How Does an Ultrasound Work?
Updated: May 4
Are you pregnant and uncertain about what to do next? Receiving an ultrasound scan is your next best step to confirm your pregnancy and answer many of your questions. The information it provides will help you move forward with your pregnancy decision. Continue reading to learn what an ultrasound is, how it works, and what to expect.
Why Do I Need One?
While a positive pregnancy test can indicate you’re pregnant, an ultrasound provides critical details. It accurately confirms your pregnancy and reveals information you need to know when considering all your options, including abortion.
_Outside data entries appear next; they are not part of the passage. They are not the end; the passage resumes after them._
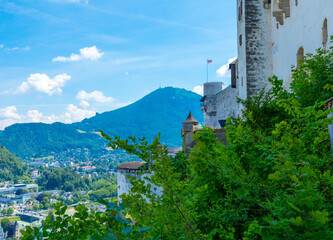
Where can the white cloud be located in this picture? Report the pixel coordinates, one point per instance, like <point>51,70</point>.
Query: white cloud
<point>84,104</point>
<point>70,1</point>
<point>76,114</point>
<point>9,112</point>
<point>91,53</point>
<point>224,70</point>
<point>43,83</point>
<point>198,90</point>
<point>95,96</point>
<point>9,115</point>
<point>27,48</point>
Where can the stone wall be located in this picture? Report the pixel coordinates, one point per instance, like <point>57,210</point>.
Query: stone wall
<point>258,46</point>
<point>302,28</point>
<point>226,105</point>
<point>219,107</point>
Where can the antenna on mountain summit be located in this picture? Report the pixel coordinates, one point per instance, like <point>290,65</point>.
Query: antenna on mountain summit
<point>208,62</point>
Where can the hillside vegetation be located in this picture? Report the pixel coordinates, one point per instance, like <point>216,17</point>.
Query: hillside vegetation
<point>160,111</point>
<point>11,167</point>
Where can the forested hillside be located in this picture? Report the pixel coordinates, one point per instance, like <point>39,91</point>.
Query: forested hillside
<point>160,111</point>
<point>11,167</point>
<point>39,139</point>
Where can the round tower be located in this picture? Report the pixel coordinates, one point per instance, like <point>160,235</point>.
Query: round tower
<point>212,88</point>
<point>188,129</point>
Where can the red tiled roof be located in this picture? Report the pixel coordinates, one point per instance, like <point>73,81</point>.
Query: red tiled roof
<point>190,119</point>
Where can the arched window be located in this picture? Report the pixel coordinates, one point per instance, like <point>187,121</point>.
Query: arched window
<point>325,33</point>
<point>300,56</point>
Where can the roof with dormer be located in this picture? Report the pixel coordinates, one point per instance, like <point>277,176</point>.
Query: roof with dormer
<point>190,119</point>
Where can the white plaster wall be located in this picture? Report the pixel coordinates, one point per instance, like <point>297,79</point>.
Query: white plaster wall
<point>303,28</point>
<point>330,129</point>
<point>226,104</point>
<point>124,185</point>
<point>241,65</point>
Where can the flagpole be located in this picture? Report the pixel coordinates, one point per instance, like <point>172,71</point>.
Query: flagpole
<point>207,69</point>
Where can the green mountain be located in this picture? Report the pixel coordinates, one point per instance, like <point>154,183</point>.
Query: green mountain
<point>11,167</point>
<point>160,111</point>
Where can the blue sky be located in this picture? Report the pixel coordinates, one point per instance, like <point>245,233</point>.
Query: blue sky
<point>64,60</point>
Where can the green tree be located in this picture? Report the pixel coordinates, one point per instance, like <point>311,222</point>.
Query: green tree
<point>4,224</point>
<point>85,224</point>
<point>35,207</point>
<point>10,211</point>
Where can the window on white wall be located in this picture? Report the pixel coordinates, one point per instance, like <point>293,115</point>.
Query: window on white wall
<point>300,56</point>
<point>325,33</point>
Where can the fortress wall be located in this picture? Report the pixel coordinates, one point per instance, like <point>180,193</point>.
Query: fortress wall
<point>303,28</point>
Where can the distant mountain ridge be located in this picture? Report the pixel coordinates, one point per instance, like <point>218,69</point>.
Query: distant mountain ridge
<point>163,110</point>
<point>11,167</point>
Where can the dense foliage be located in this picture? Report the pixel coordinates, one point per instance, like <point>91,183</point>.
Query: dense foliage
<point>11,167</point>
<point>272,181</point>
<point>160,111</point>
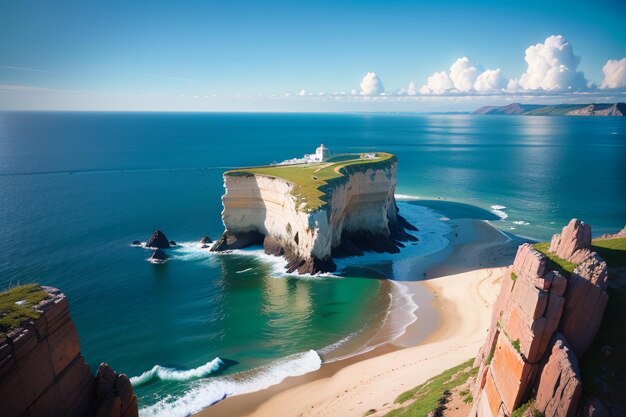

An ultrasound helps to confirm:
How far along you are, known as the gestation age
That your pregnancy is located within your uterus
If your pregnancy is viable with a detectable heartbeat
Many women experience ectopic pregnancy, when the fertilized egg implants outside the uterus in a fallopian tube or another area. This is dangerous if left undetected, especially if receiving an abortion. An ultrasound will also alert you to any other pregnancy complications.
What To Expect
Ultrasounds have a neat ability to take pictures of the uterus using high-frequency sound waves. The ultrasound tech slides a handheld device called a transducer over gel spread on your stomach. This device then sends sound waves into your body and receives the echoes that bounce back, creating images on a screen. While usually pain-free, you could experience discomfort from the pressure of the transducer if you have any existing abdominal pain or tenderness.
When Should I Get An Ultrasound?
Typically, women have their first ultrasound to confirm their pregnancy during the first trimester, around six weeks. This ultrasound provides all necessary pregnancy details to begin looking into available pregnancy options.